Recall that the derived series of a group is the following: $G^{(0)}\supseteq G^{(1)}\supseteq G^{(2)}\supseteq \cdots\;$ where $G^{(0)}=G$ and $G^{(n)}=[G^{(n-1)},G^{(n-1)}]$. Alternatively, let $\delta_0=x_1$ and $\delta_k=[\delta_{k-1}(x_1,x_2,\ldots,x_{2^{k-1}}),\delta_{k-1}(x_{2^{k-1}+1},\ldots,x_{2^k})]$. Then $G^{(k)}=\delta_k(G)$ is precisely the verbal subgroup of $G$ induced by the word $\delta_k$.

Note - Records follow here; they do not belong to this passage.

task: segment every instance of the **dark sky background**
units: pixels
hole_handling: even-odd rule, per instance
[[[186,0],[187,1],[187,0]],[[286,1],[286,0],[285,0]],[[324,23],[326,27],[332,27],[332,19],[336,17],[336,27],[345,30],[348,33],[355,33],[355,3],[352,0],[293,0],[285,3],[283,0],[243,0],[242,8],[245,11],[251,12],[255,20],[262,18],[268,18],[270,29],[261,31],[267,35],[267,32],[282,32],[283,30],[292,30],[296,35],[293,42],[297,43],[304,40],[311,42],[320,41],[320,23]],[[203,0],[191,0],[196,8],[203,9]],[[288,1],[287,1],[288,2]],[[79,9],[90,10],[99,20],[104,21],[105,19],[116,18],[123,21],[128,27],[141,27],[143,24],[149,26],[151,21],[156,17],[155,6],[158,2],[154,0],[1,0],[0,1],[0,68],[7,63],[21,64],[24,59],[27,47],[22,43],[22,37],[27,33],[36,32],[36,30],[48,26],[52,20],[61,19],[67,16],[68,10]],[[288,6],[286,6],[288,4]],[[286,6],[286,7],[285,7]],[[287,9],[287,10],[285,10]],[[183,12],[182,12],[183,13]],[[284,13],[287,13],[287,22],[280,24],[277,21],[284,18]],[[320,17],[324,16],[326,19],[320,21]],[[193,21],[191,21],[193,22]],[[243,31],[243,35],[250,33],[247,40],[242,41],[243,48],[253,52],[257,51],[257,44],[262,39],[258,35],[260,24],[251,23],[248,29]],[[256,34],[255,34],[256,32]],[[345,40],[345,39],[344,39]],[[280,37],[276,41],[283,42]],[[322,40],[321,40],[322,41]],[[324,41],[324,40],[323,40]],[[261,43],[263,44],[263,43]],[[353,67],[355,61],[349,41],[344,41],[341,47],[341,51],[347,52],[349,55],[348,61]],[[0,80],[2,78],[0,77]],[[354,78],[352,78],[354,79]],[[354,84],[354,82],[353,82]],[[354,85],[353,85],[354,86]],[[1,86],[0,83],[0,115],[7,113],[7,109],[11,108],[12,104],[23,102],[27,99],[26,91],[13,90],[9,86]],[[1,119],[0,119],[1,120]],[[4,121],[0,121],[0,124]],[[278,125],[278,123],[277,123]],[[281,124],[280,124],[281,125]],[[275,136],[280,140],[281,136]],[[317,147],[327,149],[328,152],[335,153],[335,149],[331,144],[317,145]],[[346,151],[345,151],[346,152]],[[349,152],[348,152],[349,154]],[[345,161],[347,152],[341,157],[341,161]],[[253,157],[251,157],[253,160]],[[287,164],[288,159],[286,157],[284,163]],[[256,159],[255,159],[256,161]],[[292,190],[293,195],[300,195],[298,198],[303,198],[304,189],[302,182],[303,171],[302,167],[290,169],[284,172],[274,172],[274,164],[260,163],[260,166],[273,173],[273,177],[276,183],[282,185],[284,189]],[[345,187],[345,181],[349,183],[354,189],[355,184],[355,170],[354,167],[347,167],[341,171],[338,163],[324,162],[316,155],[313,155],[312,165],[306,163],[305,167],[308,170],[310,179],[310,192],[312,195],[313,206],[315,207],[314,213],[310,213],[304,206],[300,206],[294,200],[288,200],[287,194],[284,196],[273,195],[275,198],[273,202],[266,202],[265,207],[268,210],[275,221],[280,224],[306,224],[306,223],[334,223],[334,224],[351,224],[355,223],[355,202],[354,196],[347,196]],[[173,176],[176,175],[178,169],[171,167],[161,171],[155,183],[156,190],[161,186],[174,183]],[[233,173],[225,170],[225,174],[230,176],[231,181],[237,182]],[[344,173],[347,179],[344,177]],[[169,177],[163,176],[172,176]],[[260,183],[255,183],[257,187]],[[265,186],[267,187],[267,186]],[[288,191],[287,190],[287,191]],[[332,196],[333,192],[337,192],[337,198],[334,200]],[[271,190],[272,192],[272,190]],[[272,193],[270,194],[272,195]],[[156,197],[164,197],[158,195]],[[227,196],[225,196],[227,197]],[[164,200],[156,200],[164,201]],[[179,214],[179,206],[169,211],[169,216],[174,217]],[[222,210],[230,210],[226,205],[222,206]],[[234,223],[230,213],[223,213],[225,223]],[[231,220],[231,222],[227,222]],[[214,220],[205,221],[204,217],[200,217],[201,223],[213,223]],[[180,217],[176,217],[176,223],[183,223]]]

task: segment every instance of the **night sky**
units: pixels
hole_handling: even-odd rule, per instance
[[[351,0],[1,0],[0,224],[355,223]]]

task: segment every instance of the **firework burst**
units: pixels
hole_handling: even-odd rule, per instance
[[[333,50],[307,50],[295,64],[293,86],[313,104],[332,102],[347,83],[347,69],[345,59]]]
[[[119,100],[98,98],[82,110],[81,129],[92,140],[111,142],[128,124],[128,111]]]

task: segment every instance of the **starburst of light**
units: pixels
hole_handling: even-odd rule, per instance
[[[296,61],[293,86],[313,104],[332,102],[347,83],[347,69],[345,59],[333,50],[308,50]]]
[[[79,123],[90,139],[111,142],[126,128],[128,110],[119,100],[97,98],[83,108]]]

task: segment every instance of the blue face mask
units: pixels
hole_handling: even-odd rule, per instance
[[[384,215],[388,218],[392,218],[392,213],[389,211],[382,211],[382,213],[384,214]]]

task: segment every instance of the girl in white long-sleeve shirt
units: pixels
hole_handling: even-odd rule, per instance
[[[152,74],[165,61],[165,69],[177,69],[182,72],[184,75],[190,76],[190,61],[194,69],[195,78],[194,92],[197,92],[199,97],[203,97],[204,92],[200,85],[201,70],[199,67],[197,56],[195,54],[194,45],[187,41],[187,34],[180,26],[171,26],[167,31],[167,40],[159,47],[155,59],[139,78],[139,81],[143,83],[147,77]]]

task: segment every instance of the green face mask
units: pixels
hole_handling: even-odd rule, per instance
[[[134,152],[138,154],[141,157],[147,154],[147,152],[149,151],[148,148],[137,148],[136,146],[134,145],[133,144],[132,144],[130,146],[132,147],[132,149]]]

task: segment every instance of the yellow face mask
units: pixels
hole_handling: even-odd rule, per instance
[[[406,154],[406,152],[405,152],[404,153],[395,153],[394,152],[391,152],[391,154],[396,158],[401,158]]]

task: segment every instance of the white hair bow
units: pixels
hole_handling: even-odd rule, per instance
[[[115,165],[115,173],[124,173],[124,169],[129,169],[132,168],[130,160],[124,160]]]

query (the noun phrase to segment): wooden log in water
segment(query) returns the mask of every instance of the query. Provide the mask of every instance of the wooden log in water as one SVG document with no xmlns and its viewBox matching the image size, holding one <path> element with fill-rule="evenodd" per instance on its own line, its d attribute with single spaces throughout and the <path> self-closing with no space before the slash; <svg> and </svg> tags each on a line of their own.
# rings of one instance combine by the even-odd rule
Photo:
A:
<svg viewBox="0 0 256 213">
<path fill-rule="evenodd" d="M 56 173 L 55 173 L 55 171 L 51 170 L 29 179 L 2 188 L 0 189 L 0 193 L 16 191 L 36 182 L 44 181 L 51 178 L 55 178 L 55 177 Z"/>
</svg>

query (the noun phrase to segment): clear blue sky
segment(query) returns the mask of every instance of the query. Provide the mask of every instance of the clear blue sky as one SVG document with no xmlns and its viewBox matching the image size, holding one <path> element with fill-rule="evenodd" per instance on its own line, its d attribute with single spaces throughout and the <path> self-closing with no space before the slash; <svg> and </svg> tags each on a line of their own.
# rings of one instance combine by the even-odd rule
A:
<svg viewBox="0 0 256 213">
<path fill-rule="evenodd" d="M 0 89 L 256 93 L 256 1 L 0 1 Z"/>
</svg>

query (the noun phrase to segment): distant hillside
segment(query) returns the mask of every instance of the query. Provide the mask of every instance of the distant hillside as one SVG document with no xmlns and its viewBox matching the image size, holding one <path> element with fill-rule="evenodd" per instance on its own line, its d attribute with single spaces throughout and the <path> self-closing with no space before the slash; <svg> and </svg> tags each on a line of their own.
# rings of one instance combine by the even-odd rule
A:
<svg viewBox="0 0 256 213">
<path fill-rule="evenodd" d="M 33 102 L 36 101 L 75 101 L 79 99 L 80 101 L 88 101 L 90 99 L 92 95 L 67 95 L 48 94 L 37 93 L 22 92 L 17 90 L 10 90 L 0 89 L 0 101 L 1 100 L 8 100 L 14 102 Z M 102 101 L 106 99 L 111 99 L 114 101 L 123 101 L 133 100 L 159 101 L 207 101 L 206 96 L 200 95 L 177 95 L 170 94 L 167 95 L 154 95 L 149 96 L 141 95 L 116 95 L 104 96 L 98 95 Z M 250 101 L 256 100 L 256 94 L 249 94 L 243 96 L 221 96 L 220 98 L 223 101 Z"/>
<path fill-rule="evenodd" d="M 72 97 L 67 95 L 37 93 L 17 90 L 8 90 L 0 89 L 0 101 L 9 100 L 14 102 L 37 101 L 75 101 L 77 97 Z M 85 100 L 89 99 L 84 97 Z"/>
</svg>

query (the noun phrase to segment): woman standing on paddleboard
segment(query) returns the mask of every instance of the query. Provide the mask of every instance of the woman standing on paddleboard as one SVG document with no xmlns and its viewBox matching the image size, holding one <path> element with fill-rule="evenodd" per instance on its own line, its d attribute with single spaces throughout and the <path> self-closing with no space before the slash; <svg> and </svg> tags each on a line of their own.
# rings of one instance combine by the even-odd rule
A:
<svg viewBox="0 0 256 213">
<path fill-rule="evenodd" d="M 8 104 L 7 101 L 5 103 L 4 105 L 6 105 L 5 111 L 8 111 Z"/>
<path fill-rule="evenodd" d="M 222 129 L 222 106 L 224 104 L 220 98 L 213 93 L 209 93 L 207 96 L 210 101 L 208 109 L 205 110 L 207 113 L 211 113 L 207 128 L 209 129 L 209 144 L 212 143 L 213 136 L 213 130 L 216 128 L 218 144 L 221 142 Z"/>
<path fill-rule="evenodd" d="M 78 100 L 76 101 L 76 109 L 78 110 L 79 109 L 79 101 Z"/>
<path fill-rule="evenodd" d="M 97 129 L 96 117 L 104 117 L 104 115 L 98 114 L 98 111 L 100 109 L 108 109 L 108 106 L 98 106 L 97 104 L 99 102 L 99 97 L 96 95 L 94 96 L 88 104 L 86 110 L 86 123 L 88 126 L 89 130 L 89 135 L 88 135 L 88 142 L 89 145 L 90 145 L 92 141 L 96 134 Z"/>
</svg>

Shumyatsky defines the following: Every element of $G$ is a $\delta_0^{*}$-commutator. Let $k\geq 1$. Let $Y$ be the set of all elements of $G$ consisting of all powers of $\delta_{k-1}^*$-commutators. An element is a $\delta_k^{*}$ commutator if it is of the form $[x,y]$ where $x,y\in Y$ and $(|x|,|y|)=1$. Define $\delta_k^{*}(G)$ as the subgroup of $G$ generated by $\delta_k^{*}$-commutators. He goes on to prove the following:
A finite group is solvable of fitting height atmost $k$ if and only if $\delta_{k}^*(G)=1$.
My question is on the definition of $\delta_k^{*}(G)$. We could have defined it as follows: $\delta_0^{*}(G)=G$. $\delta_1^*(G)$ is the subgroup generated by all coprime commutators in $G^{(1)}=[G,G]$ and in general $\delta_k^{*}(G)$ is the subgroup generated by the coprime commutators of $G^{(k)}$. Is this the same as what he defines as $\delta_k^*(G)$. I am confused with the set $Y$ being taken as the power of $\delta_{k-1}^*$-commutators and what is actually going on there. Any kind of help will be highly appreciated. Thank you.